While retail and consumer (R&C) executives are spending less on security due to insufficient capital, cyber crime incidents across the R&C industry are on the rise, according to findings from PwC’s new report, “R&C Insights: Confidence and progress.” The report surveyed nearly 1000 senior industry executives from the R&C industry and concluded that companies must ramp up their readiness efforts and consider not only cyber threats of the past, but also their present risk as well as potential future threats.
Nearly three quarters (72%) of respondents said they are either very confident (35%) or somewhat confident (37%) that their information security practices are effective; however, according to PwC, companies may be developing a false sense of security as the number of cyber crime incidents continues to rise.
PwC suggests that executives consider the security impact of new technologies, such as advanced persistent threats (APT), and employee use of personal technology within the enterprise, as nearly half of the industry has not yet started to put new technology capabilities in place.
Among key findings, PwC found that companies have been more reluctant to spend on security priorities than in previous years, citing insufficient capital and operating expenditures as the leading obstacles to the effectiveness of their information security strategy. Furthermore, confidence remains high, but it has declined 13 points since 2007.
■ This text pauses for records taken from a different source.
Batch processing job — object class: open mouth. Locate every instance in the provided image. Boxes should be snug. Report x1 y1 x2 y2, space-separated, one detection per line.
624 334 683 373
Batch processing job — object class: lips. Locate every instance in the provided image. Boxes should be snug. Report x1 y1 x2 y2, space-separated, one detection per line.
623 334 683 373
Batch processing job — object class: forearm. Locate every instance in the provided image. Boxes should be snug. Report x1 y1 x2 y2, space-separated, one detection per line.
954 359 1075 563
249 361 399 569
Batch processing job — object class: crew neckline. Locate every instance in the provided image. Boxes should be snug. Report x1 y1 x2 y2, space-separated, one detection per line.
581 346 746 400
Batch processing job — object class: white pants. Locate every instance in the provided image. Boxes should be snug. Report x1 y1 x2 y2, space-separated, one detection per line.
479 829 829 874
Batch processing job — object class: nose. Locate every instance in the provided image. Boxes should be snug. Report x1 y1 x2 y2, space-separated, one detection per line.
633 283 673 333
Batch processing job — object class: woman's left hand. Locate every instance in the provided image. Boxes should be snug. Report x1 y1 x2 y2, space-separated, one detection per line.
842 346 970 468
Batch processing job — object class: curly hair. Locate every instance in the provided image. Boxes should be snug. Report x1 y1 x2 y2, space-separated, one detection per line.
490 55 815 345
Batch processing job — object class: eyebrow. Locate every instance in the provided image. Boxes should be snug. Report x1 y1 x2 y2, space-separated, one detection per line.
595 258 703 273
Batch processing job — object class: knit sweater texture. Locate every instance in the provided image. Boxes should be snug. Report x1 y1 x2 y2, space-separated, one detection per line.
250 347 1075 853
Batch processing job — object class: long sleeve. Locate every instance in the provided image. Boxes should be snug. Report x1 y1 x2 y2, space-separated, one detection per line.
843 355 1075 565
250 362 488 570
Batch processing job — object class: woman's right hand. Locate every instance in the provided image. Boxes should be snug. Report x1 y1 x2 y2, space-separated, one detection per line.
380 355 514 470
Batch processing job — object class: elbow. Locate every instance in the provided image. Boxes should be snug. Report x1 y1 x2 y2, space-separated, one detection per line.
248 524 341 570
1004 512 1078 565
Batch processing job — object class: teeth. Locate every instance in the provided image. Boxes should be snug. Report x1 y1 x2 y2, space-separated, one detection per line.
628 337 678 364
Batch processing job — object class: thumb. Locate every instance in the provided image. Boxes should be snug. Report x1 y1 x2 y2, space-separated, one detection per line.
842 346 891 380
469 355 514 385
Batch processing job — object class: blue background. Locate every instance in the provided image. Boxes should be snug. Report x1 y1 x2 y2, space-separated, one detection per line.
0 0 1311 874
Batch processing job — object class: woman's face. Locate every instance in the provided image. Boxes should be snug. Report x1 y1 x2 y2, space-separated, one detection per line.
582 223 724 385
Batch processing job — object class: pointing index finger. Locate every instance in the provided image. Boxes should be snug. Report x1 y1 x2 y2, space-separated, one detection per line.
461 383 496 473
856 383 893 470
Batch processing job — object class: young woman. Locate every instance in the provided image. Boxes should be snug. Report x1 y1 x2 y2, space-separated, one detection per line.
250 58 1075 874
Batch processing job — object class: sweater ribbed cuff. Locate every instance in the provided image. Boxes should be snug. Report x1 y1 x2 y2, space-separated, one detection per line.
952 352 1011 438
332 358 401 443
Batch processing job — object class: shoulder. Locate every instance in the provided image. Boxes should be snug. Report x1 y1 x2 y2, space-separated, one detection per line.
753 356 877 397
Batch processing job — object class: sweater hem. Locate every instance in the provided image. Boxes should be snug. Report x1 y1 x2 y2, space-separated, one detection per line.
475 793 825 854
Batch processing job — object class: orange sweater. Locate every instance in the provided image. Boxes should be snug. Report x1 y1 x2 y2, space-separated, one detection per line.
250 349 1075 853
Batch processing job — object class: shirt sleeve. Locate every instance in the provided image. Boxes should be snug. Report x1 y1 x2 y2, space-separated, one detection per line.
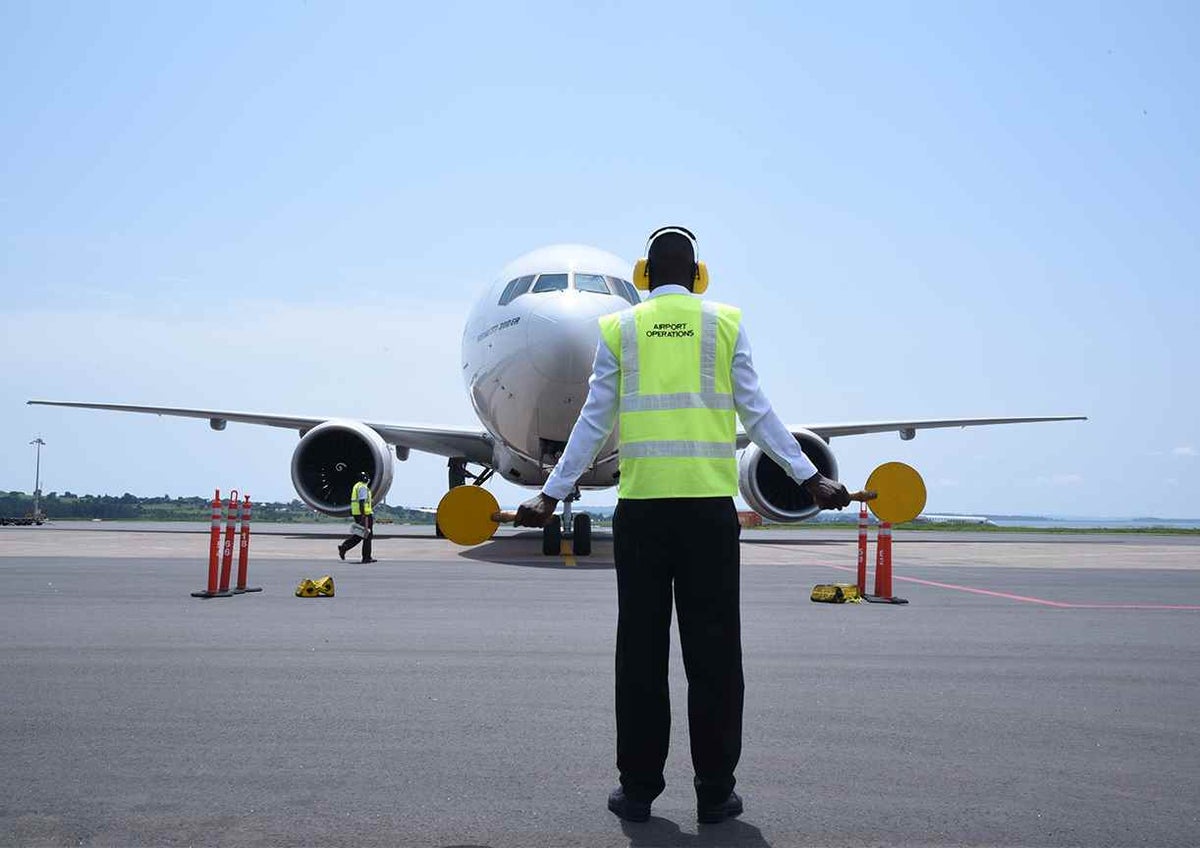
733 326 817 483
541 338 620 500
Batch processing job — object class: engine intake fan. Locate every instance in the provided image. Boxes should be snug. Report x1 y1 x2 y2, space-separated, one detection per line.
738 429 838 522
292 420 392 516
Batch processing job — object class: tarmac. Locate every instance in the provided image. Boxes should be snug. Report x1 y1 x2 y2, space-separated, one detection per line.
0 523 1200 848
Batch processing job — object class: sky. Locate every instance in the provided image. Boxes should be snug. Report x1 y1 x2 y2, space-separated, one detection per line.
0 0 1200 517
Other key findings include:
• 75 percent of respondents were able to provide details about their security breaches while less than half of respondents could do so in previous years, reflecting more awareness of security issues among R&C executives.
• 48 percent of respondents are confident that security spending will increase anywhere from 10 percent to 30 percent or more within the next year.
• 34 percent of respondents are implementing strategies to keep pace with employee use of personal electronic devices.
• 54 percent of respondents say that cloud computing has improved their information security.
• 86 percent of respondents say their organization’s security policy does not address APT.
"R&C Insights: Confidence and Progress” includes retail and consumer industry insights based on findings from PwC's 2012 Global State of Information Security Survey (GISS).